Oil and wax
An oil or wax can protect the wood by acting as a saturator. These products are more or less liquid in state and will penetrate the wood fibres until they can absorb no more. Thus, your wood will not be able to soak up moisture and the deformations linked to moisture absorption can be reduced or even eliminated. Likewise, the wood can no longer be stained in depth and the aesthetics will thus be preserved.
In general, it is advisable to apply a minimum of 3 coats of finish to all the faces and edges of your panels in order to ensure total saturation of the fibres. Daily maintenance should be carried out using a very slightly damp sponge and a dry and clean cloth, taking care to avoid any stagnation of water.
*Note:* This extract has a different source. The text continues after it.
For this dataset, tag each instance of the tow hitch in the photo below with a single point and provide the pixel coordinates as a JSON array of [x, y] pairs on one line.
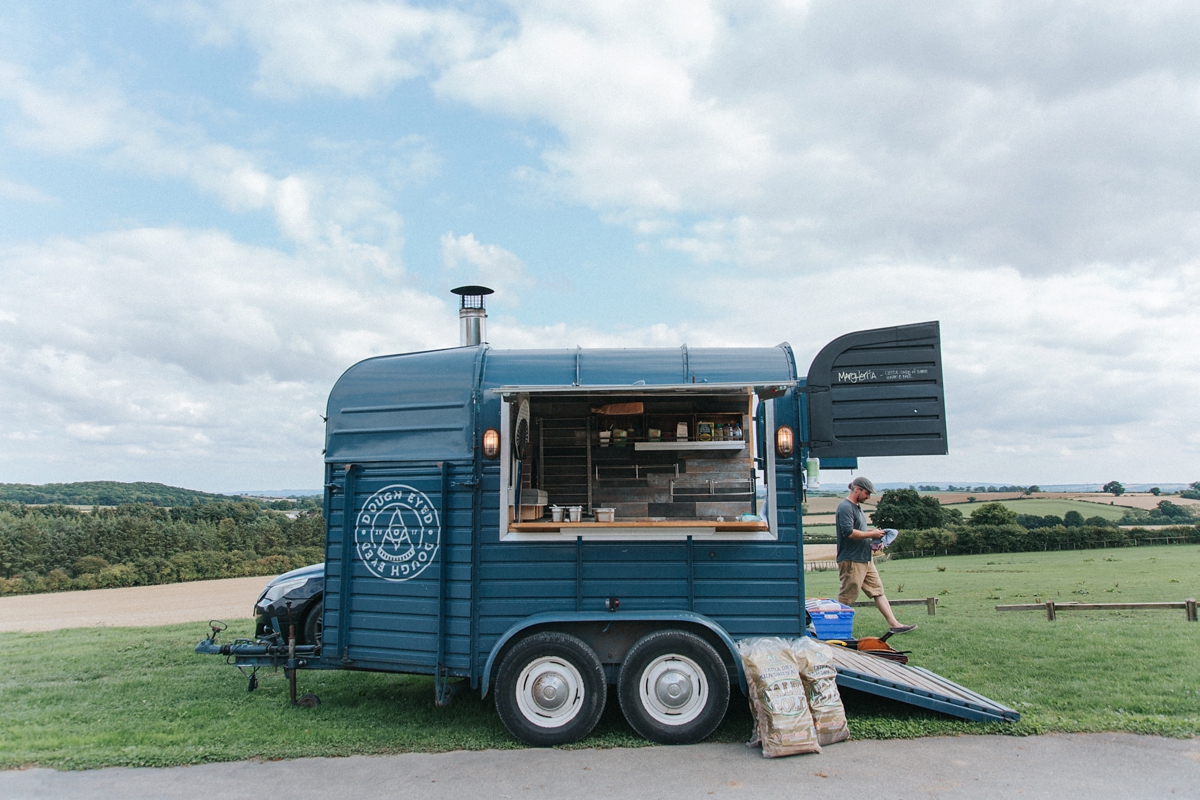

The application of an oil, wax or woodstain will then need to be renewed once or twice a year to maintain the saturation of the wood (less if it is a woodstain).
A varnish will protect the wood by acting as a shell. It will cover the surface of the wood and prevent any foreign body from entering it. The general practice is to apply two to three coats of varnish to all faces and edges of your panel, before installation. Maintenance is then carried out using a damp sponge and a new application of varnish will only be carried out when the first one is damaged (scratched, chipped varnish, etc.). The varnish is film-forming and flexible (it is water resistant and can flake off with age).
Lastly, a woodstain, being micro-porous, allows the wood to breathe. It is recommended for outdoor use, but should be avoided in humid environments such as kitchens and bathrooms.
Note: under the action of UV rays, all woods tend to lighten. We therefore advise you, if your project is exposed to UV rays and you wish to avoid this lightening, to use an anti-UV protective product.